The Kind Worth Saving (Henry Kimball/Lily Kintner, #2)(15)



He stopped up ahead of her, crouching down to look at something in the sand. She slowed too, but he didn’t stay crouched for too long. He got up and kept walking. She reached the place where he’d crouched. It was hard to see at first but there were the bleached bones of a gull, and a few feathers. She placed her feet in his footprints and crouched, as well, studying the exposed spine of the bird, the way it curved to its head, picked of flesh, but with its beak half covered with sand.

“Oh, hey,” came the voice, and she looked up at Richard. “Were you following me?” he said.

If anyone else in the world had asked her that question she’d have denied it, but somehow, because it was Richard, she said, “I was swimming, then saw you walk by. Wanted to know what you were up to.”

“I’m just walking. Want to come with me?”

They walked down to the end of the beach, to where a pile of black, seaweed-fringed rocks jutted out into the ocean. “Do you like tide pools?” Richard said, peering down into a pool of water, half obscured by one of the black rocks.

“I can’t honestly say I’ve given them that much thought.”

He smiled at her. “I only like them because they’re filled with things.” He crouched down, and Joan stood over him. With Richard crouched, and her standing, they were practically the same size. She looked at his dark neck, one of the few parts of him that was truly tanned. He wore a black T-shirt today, and not one of his striped polo shirts. She watched, fascinated, as he submerged his arm into the water, putting it in the dark crevice formed by the rock. When he pulled his hand out it was cupped and he showed her a small green crab he was holding delicately between his fingers. “See?” he said.
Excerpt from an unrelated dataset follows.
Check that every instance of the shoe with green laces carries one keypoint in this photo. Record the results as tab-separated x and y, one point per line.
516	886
“I don’t know how you stick your hand in there.”

The crab’s small pincers waved angrily, and Richard slid it back into the tide pool, where it darted away. He stood back up, and Joan saw a thin ribbon of blood was coming off his hand.

He looked at it, surprised. “Oh, it got me,” he said, washing his hand in the tide pool. Then he looked more closely at the ragged cut between his thumb and index finger. “Do you want to go swimming?”
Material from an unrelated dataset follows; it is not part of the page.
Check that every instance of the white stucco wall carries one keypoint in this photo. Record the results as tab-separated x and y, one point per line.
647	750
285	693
Joan wasn’t particularly interested in getting back in the water, but said, “Yes,” anyway, and watched as Richard, after pulling off his T-shirt and leaving it on the sand, bounded out into the waves, spun so that he was facing her, then fell backward into the water. She joined him, the water still shockingly cold, and together they floated for a while.

“I’ve been thinking about what we talked about last night,” she said.

“About Duane?”

“Yeah.”

“He told me last night that he fucked you on the beach.” Richard made air quotes when saying the word fucked.

“What?” Joan said, although it was more like a scream.

“He didn’t say your name or anything, but he mentioned you were a gymnast so I figured he was talking about you.”

“What did he say?”

“Not much. First he was talking about the girl who works behind the desk, and what he wants to do to her, and then he said he’d already fucked the only other hot girl at the hotel, and how you were a gymnast and everything.”

“Why’d he even mention that?”

“What? Being a gymnast? He said gross stuff about it.”

“Like what?”

“I don’t want to say.”

“Just tell me.”

“He said you were totally horny, and you did a split on his cock. Something like that.”

Joan let out a guttural scream between her clenched teeth. “That’s a total lie. He’s disgusting.”

“Yeah, what did I tell you. I knew he was lying, though. Don’t worry.”

“Did you tell him you knew me?” Joan said.

“I didn’t.”

“Why not?”

“I don’t know exactly. I figured he’d be weird about it.”

Joan, trying to relax, had tipped back and was floating again. The sky was a hard, cloudless blue.

“It’s good you didn’t tell him we know one another.”

“Okay,” Richard said.

“I mean, no one knows we know each other,” she said. “Maybe we should keep it that way. We could be secret friends, and no one would know about it except for us.”

“Sure,” Richard said.

A wave lifted them, and they slid down its back side. “You probably think I’m just saying that because I don’t want people at school to know we became friends or something,” Joan said. “I hope you don’t think that.”

“Oh,” Richard said. “I didn’t really think that, at all. But it would be cool to be secret friends and have no one else know.”

“Okay,” Joan said. “And now that we are friends, I need to tell you that I’m getting out of the water because I’m too cold.”

“You should go ahead,” he said. “I’m going to swim a little bit longer.”

Before leaving him, Joan said, “I hate your fucking cousin.”

“Yeah, me too. Join the club.”

She took a few strokes toward shore then rode up and over a crashing wave that deposited her hard onto her hip in the shallow water. It hurt a little but she was a gymnast and used to being hurt.